Commodity prices for oil and gas determine what Chevron can sell its materials for, which impacts how profitable the company is. Chevron is a cyclical business because the ups and downs of oil and gas prices can cause boom and bust periods for the company. You can see below how Chevron's cash operating profits closely track the price of oil.
But Chevron's integrated business model includes refining and retail businesses that aren't as dependent on commodity prices to generate cash profits, helping the company endure the ups and downs. When you factor in Chevron's massive size and balance sheet, you get a titan of industry with deep pockets. It's how it's been able to keep raising its dividend for the past 35 years.
Investors receive $5.68 per share in dividends annually, a 4.1% dividend yield at the current share price. Putting $5,000 into the stock at its current price will fetch investors 36 shares, producing $204.48 in passive income in one year.
2. Pipelines full of dividends
Enbridge (ENB 1.10%) is another massive energy company in North America, but it's primarily a midstream company with an extensive network of pipelines and storage facilities to transport oil and gas from the oil fields to refineries throughout the continent.
Pipelines work like traffic tolls on the highway: Enbridge is paid based on the volume of oil and gas transported and isn't as dependent on what the commodities sell for. Enbridge has long-term contracts with its customers; most include measures to compensate for inflation and recover rising operating costs. These all make Enbridge's business more predictable than most oil and gas companies.

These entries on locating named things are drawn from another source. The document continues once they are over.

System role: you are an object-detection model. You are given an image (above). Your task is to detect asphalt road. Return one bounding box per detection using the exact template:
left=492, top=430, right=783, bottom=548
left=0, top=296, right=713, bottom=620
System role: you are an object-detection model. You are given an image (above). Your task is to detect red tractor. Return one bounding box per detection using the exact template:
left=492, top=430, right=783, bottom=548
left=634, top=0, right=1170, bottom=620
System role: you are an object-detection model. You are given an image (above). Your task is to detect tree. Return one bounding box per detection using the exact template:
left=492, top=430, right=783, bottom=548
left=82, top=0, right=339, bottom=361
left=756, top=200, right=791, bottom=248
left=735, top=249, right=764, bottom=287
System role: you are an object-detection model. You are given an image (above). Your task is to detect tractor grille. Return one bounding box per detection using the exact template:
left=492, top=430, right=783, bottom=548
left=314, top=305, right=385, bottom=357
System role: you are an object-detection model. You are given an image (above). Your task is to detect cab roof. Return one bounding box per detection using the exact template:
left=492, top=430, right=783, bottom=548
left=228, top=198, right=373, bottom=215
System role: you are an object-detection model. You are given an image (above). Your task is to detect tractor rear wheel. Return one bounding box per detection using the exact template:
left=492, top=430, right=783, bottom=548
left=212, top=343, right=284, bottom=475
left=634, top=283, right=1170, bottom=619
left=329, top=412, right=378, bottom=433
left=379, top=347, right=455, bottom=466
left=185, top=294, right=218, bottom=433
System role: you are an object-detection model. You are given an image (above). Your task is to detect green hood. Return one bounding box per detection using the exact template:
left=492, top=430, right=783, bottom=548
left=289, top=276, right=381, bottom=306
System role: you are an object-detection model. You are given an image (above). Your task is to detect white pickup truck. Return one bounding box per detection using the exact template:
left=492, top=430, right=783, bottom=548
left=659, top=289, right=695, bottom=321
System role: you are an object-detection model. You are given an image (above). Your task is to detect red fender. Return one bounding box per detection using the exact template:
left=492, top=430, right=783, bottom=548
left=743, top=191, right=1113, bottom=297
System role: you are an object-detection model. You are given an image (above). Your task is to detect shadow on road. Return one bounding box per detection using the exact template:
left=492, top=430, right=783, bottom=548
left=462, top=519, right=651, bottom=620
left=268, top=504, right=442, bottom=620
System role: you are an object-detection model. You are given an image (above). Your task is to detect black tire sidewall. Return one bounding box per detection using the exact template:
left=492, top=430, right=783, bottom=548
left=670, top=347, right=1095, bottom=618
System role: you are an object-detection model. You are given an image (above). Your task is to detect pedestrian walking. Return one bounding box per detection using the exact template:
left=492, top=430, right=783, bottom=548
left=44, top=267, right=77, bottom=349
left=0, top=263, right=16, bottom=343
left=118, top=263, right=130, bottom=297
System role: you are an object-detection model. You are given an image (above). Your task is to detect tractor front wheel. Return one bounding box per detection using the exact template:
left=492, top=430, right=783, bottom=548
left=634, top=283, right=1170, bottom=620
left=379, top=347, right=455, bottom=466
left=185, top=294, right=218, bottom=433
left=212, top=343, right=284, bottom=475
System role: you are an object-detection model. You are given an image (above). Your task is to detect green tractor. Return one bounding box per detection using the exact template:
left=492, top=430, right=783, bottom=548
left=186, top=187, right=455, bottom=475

You can see below how Enbridge's cash operating profits have remained more steady than Chevron's over the same period. Even during the collapse in oil prices during COVID-19 lockdowns, when oil prices temporarily went below zero, Enbridge remained resilient.
Knowing this, it shouldn't be a huge shock that Enbridge is an excellent dividend stock. Management has raised its payout for 26 years in a row. The company pays its dividend in CAD, totaling CAD 3.44 annually. Translating to $2.64 in USD, it offers investors a 6.3% yield. Buying $5,000 of stock at the current price will net you 120 shares, totaling $316.80 in passive income your first year.
The snowball grows larger
Dividends are great because the good ones don't just pay you once; they pay you repeatedly, raising the payout yearly. A total $10,000 investment will pay $521.28 in year one.
Now, let's assume that each company raises its dividend the following year. The average increase over the past few years has been about 5% for Chevron and Enbridge.
That original $5,000 in Chevron shares will pay $214.70, and Enbridge will pay $332.64, for a total of $547.34 in year two. That's $1,068.62 in two years without lifting a finger!
Repeat the dividend increases in year three; Chevron's paying you $225.44, and Enbridge another $349.27, for a total of $574.71 for the year. The snowball grows to a total of $1,643.33 over three years.
You'll cross the $2,000 barrier in passive income during year four, and your passive income will grow as Chevron and Enbridge raise their payouts. You can even supercharge your returns by reinvesting your dividends instead of pocketing them, meaning your dividends will buy more shares, which also pay dividends! Keep in mind, though, that you pay capital gains taxes on dividends held in a brokerage account if they are taken or reinvested.
This little example is to illustrate the powerful compounding effect that comes with passive income. You can never guarantee that a company will remain successful in the future, which is why a diversified portfolio can help minimize your risks. Making dividends a part of your investment strategy could mean you're knocking on the door of financial freedom faster than you might realize.